Petrov’s Flu is an ambitious, mischievous film, one that is rich in allusions to Russian history, literature and cinema. It is also a painfully precise, gut-wrenching depiction of what it is like to run a high fever. Seeing everything from Petrov’s sick, disjointed point of view, we find the real world sliding away again and again, often into violent absurdity.
Petrov’s fever gradually breaks over the course of the film, but it is a while before we can be confident about what is real and what isn’t: whether his friend, the drunken mischief-maker Igor (Yuri Kolokolnikov), is real and whether Sergey (Ivan Dorn), the struggling writer who browbeats poor Petrov on every point, is a figment of Petrov’s febrile imagination.
At the start, Petrov’s Flu is very much a sci-fi movie. The city is languishing under an epidemic that arrived accompanied by lights in the sky; Petrova (Chulpan Khamatova), Petrov’s estranged wife, is possessed by a demonic alien force during a library poetry reading; UFO-themed street graffiti comes to life and wiggles across the screen.

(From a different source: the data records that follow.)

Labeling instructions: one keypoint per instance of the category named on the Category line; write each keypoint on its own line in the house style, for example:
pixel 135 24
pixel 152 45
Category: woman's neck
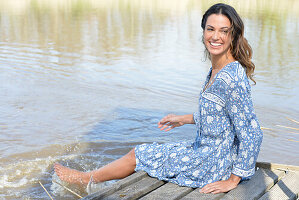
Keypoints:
pixel 218 62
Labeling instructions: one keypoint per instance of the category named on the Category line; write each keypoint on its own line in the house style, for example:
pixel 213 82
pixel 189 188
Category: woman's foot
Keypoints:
pixel 71 175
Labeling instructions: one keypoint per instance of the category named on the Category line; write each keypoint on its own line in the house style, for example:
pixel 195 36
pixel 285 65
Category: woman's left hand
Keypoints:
pixel 221 186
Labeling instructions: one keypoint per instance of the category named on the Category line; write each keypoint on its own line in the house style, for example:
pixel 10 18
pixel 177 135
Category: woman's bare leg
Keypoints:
pixel 118 169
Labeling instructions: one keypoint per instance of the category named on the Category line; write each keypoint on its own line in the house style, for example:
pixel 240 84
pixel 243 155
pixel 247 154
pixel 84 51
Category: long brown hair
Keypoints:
pixel 239 47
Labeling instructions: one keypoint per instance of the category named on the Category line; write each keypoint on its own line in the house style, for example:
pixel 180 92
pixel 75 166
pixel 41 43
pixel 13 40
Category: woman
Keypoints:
pixel 228 133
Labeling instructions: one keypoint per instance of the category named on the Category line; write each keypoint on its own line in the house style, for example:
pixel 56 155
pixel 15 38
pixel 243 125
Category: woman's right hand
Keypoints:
pixel 171 121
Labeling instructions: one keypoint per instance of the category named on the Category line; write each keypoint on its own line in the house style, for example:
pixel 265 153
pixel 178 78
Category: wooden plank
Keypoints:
pixel 272 166
pixel 254 188
pixel 117 186
pixel 197 195
pixel 136 190
pixel 168 191
pixel 286 188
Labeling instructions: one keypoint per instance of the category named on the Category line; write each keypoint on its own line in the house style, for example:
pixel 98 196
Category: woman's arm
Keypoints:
pixel 171 121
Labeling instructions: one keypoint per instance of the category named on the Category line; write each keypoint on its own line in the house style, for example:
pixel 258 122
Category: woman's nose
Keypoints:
pixel 215 35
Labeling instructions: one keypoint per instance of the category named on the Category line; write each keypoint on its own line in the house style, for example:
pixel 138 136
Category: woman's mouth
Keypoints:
pixel 215 44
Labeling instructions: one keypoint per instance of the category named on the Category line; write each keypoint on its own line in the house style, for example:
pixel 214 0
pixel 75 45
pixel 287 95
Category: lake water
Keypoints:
pixel 83 82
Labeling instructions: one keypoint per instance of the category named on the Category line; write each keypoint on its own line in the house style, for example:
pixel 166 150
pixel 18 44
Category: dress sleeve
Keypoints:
pixel 247 129
pixel 196 118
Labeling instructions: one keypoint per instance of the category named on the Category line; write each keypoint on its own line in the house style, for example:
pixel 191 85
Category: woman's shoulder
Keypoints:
pixel 233 73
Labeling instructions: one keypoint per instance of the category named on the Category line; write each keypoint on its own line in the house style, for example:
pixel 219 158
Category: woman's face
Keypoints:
pixel 217 35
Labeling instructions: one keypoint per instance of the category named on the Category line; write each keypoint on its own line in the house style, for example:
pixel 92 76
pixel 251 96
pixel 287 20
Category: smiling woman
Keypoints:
pixel 228 135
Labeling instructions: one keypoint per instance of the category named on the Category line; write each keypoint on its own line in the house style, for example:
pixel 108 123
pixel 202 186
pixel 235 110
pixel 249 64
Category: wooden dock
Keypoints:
pixel 270 182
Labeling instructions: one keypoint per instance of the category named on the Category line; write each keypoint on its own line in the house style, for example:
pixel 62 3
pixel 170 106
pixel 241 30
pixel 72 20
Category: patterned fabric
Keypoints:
pixel 228 137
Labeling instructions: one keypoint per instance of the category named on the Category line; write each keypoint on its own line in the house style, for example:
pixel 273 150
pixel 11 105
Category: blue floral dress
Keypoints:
pixel 228 137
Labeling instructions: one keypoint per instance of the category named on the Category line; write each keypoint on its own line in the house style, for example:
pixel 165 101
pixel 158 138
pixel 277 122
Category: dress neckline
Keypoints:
pixel 205 86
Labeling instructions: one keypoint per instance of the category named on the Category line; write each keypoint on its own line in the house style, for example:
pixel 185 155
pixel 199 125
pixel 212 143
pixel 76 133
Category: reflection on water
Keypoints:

As reality and hallucination part company, however, it becomes something different: a film about parents and children; about creative work, pretension and ambition; and also, strongly, about Russia’s love of science fiction.
“Petrov’s fever gradually breaks, but it is a while before we can be confident about what is real and what isn’t”
At its birth, Western science fiction, and especially US science fiction, celebrated adventure and exploration. Russian sci-fi has always been more about finding and building homes in a hostile environment. It is also strongly religious in spirit, and was indeed for many years one of Russia’s very few outlets for spiritual expression.
The aliens in Russian science fiction invariably offer some form of redemption to a struggling humanity, and Petrov’s Flu is no exception. One of the most affecting scenes in the film is when Petrov, overcome with fear, dashes with his son to a local hospital, only for the pair to be intercepted by a kindly UFO.
Such are Petrov’s fever dreams, coloured by his space-loving childhood and his adult career drawing comic books. At one point, he remembers his mum and dad decorating a Christmas tree with festive plastic astronauts; at another, Petrova goes on a murderous rampage among the climbing-frame rockets and spaceships of a dilapidated playground.
Fans of Andrei Tarkovsky, director of 1970s science-fiction classics Solaris and Stalker, will enjoy the nods to key moments in those films. But it would be a mistake, I think, to watch this film for the sci-fi in-jokes. True, Petrov’s Flu is a shocking and funny contribution to Russia’s centuries-old tradition of absurdist art. But it is also a film about people, not to mention an extraordinary evocation of febrile delirium and its assault on the mind.
In the end, as fantasy and reality separate, what might have seemed to be a disconnected bag of bits (some tender, some shocking, all horribly entertaining) turns out to be a puzzle that, once complete, leaves us exhausted but satisfied.